AEG cannot detect polysemy, the coexistence of many meanings to the same word.  Strictly counting the appearance of the word by AEG could be misleading.  For example, the word, mine.  It could be a personal pronoun, a hole in the ground, an explosive device, or part of the name of the 2009 Kentucky Derby winner, Mine That Bird.

Another aspect of automated essay grading is looking for word matches to the test/sample essays that set the basis for the scoring.  AEG has been trained to look for words that look like the highest scoring essays and then award value to the essay being scored based on its similarity to the sample set.

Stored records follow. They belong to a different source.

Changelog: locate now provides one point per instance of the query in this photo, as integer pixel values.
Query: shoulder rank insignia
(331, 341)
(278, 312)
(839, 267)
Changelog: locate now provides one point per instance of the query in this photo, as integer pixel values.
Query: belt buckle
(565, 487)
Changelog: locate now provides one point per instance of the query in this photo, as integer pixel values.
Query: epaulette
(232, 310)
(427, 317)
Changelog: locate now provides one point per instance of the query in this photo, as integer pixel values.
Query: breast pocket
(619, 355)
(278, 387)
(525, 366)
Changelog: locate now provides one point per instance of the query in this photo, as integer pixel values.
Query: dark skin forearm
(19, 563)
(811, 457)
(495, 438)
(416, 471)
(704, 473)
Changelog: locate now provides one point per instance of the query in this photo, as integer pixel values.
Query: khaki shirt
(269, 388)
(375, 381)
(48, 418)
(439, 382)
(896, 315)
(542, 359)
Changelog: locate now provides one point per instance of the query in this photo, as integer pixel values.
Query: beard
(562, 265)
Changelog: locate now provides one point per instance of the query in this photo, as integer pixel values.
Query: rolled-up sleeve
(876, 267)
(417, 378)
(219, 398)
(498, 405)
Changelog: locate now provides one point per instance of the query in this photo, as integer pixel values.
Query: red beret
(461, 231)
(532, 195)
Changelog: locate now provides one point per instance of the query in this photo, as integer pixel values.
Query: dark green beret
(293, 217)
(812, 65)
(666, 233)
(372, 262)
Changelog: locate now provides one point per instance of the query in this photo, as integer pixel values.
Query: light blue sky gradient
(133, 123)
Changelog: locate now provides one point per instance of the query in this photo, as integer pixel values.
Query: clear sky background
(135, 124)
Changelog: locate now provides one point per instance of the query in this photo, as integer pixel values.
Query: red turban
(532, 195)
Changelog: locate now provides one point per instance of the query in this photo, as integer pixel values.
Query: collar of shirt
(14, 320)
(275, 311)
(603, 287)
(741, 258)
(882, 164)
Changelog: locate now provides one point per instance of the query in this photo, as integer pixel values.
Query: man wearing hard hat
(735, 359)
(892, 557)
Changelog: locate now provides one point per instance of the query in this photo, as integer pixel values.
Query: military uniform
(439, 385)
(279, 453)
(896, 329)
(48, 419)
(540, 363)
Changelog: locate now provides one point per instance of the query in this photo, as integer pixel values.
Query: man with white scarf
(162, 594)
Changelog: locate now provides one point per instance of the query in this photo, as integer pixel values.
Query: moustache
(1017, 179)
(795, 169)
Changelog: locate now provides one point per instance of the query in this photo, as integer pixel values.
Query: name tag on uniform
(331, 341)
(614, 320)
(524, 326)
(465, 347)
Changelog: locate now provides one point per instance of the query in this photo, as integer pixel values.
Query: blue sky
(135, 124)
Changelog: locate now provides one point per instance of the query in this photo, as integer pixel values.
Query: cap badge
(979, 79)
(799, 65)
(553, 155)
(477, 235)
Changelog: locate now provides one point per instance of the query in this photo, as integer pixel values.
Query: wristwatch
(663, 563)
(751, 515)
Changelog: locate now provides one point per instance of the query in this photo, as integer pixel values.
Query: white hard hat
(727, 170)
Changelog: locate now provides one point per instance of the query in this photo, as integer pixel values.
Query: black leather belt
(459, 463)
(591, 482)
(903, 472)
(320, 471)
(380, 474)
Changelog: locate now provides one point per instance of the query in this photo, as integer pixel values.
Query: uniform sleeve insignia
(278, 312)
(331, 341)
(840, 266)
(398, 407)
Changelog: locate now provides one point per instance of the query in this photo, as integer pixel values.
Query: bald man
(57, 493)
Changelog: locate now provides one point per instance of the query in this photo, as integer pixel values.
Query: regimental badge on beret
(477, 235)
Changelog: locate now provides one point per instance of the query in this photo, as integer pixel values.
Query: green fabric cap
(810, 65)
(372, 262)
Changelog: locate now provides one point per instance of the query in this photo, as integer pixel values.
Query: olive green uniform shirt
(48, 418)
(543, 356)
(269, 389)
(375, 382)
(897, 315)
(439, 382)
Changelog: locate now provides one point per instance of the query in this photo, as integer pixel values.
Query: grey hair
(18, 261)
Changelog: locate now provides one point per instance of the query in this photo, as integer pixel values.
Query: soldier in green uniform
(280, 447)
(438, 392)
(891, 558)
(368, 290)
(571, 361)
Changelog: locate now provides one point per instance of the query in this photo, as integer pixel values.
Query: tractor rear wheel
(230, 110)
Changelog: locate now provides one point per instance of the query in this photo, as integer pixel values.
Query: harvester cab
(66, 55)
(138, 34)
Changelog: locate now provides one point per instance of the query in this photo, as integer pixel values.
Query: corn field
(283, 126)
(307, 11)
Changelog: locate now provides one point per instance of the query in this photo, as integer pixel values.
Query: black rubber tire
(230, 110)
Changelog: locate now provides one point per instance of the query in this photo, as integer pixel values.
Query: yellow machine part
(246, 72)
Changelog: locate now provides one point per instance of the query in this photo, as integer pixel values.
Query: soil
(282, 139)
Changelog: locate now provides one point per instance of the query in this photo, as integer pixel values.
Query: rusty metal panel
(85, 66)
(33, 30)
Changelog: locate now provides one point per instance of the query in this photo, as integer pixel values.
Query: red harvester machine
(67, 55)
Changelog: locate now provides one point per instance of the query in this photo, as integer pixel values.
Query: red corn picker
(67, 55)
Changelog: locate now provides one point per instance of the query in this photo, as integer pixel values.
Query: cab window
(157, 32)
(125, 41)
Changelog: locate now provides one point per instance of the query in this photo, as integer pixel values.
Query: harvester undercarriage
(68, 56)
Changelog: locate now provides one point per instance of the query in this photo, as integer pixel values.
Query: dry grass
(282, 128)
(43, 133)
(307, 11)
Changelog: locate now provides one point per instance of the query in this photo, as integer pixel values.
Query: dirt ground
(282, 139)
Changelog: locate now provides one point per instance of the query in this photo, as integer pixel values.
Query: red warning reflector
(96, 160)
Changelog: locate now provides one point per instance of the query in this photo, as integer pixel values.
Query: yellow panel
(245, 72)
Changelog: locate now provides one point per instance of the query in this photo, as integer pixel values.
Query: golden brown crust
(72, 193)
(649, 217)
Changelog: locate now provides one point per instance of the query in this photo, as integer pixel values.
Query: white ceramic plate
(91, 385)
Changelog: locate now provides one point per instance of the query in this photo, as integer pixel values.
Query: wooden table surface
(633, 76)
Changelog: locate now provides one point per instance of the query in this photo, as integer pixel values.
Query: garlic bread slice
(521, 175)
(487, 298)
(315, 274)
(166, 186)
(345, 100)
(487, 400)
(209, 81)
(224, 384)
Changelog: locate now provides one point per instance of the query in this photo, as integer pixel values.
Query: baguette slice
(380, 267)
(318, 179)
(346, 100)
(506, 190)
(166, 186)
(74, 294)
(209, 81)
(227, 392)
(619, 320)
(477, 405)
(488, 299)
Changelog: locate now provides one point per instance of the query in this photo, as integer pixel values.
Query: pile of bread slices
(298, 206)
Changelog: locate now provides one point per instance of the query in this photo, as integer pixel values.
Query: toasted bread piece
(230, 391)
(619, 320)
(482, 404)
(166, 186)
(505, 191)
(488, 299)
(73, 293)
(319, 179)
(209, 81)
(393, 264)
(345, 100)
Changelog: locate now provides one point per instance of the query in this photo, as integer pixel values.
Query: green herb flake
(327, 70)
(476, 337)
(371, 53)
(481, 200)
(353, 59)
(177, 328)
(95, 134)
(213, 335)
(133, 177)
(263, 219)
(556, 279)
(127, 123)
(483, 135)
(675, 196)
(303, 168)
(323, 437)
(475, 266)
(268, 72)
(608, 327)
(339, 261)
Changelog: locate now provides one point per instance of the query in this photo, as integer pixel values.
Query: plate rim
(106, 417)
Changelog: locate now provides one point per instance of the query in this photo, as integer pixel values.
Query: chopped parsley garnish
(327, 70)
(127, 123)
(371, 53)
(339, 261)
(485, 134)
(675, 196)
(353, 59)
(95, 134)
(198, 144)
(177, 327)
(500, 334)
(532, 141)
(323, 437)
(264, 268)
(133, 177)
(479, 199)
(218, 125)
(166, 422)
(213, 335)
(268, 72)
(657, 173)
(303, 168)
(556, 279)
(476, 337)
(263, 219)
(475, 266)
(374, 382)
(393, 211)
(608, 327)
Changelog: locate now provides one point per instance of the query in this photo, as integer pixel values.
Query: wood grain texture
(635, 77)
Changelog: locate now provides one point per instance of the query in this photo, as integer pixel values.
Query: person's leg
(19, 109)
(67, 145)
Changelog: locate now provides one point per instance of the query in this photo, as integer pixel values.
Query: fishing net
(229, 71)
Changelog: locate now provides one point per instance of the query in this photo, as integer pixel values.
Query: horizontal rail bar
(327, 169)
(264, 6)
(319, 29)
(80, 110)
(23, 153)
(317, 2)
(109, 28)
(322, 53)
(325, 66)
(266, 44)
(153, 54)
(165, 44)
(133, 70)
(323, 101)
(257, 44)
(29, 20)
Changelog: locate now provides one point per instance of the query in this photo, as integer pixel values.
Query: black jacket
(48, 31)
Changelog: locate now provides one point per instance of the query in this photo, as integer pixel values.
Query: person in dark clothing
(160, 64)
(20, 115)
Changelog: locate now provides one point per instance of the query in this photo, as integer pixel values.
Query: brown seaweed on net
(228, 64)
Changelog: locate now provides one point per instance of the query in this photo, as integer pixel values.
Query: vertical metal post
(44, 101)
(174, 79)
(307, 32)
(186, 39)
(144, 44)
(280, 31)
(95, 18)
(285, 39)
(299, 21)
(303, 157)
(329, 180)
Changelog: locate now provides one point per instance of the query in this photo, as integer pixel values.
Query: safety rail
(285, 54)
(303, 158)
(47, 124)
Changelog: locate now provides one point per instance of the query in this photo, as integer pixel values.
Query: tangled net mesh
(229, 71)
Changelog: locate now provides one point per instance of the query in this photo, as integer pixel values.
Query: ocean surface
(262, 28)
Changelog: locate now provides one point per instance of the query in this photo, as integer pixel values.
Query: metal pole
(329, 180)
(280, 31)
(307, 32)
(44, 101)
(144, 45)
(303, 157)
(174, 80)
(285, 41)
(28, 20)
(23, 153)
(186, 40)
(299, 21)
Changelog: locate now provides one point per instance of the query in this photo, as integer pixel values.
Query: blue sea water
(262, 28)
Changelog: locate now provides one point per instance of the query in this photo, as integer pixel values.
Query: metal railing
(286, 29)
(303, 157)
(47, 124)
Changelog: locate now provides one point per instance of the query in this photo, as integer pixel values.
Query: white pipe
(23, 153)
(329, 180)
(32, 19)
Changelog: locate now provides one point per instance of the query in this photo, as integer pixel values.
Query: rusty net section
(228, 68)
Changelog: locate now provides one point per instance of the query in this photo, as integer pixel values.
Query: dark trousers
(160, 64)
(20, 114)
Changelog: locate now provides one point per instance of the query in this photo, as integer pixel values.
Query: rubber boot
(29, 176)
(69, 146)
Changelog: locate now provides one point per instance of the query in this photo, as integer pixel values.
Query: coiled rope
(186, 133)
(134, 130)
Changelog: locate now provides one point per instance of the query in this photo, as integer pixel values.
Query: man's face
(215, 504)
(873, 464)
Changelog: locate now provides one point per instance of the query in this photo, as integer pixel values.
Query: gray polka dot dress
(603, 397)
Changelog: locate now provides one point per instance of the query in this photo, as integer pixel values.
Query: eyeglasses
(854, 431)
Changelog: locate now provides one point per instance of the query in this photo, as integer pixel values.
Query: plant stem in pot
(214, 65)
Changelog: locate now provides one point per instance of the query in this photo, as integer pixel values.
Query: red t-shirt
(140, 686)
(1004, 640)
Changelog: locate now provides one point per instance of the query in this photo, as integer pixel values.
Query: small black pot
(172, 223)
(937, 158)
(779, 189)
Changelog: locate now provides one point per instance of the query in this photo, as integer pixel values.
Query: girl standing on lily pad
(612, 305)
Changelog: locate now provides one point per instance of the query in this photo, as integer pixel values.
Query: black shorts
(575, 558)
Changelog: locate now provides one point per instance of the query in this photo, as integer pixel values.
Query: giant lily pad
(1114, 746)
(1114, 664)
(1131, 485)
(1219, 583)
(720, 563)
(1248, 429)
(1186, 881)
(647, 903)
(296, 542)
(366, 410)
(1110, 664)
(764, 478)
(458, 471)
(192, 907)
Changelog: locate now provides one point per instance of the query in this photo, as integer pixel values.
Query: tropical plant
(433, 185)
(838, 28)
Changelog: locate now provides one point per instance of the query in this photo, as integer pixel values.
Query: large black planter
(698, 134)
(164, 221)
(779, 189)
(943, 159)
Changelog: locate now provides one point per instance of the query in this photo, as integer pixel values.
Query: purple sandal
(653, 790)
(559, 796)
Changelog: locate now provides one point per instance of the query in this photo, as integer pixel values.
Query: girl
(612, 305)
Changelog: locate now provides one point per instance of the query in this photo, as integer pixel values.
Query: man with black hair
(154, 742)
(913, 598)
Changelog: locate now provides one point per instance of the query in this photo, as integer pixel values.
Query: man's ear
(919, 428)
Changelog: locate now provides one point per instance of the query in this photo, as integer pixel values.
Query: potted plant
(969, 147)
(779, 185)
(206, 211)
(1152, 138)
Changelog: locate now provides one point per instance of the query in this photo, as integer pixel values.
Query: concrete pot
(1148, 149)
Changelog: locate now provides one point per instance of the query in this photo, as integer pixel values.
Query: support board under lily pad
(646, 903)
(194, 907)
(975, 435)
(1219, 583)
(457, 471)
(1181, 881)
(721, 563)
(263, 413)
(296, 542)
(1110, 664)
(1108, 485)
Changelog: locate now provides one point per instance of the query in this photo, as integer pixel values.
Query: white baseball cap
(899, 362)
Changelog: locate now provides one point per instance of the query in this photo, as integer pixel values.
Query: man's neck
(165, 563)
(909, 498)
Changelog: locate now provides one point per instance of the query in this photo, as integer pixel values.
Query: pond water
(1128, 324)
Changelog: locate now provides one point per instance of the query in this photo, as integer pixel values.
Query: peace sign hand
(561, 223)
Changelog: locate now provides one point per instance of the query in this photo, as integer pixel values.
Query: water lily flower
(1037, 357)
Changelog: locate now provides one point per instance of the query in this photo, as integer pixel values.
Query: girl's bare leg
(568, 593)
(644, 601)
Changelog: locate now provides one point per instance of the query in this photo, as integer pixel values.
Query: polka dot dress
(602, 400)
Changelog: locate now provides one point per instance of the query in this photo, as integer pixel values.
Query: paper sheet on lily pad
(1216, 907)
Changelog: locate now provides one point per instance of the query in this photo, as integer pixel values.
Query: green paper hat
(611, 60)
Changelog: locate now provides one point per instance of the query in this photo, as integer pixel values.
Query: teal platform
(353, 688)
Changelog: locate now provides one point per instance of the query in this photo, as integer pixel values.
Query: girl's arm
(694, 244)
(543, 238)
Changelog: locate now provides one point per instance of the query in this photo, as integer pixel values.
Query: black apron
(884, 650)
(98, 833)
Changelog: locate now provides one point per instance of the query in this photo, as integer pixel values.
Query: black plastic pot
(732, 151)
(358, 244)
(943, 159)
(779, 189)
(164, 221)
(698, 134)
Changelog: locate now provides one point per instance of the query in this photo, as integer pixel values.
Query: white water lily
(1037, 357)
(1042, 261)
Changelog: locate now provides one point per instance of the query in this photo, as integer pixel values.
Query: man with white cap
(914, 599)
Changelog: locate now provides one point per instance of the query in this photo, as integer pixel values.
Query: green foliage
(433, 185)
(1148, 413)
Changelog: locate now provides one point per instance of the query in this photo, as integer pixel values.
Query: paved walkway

Length of the essay another vital component to pay attention to.  If a suggested word length is given, for example, 300-500 words, it is an important piece of information.  Failing to meet the suggested minimum number of words may trigger the AEG to not be able to find a paper in the sample set it is trying to match.  Essays that are short will lack many of the features the AEG is looking for.  Assumptions behind the programming from the research available suggest that shorter essays will equate to lower quality writing.  At the opposite end of the spectrum, going beyond the suggested length may not gain the writer additional value as the essay has already been assigned the value of length and the assumption would be that more words aren’t necessary. Demonstrating what 300 words looks like in print can be a helpful tool for students to increase their awareness and understanding of the expectation for the AEG.

Organizational style and structure can take on a different meaning when an automated essay grader is the final evaluator of an essay.  An argumentative essay may not be the style of essay the student is familiar with, and therefore may need additional guidance in “thinking like a Robo-grader”.  The style of essay students will be asked to write will involve Evidence Based Writing (EBW), which is not the typical essay students learn to write.  Traditionally, students are taught to engage with writing on a personal level. Robo-graders cannot handle the nuances of expression and may penalize the writer for vocabulary choices.  Longer writing will rate higher, while fragments will decrease the score, even if they are stylistically appropriate.  Word choice can take on a different meaning and significance when preparing to write for an automated essay grader.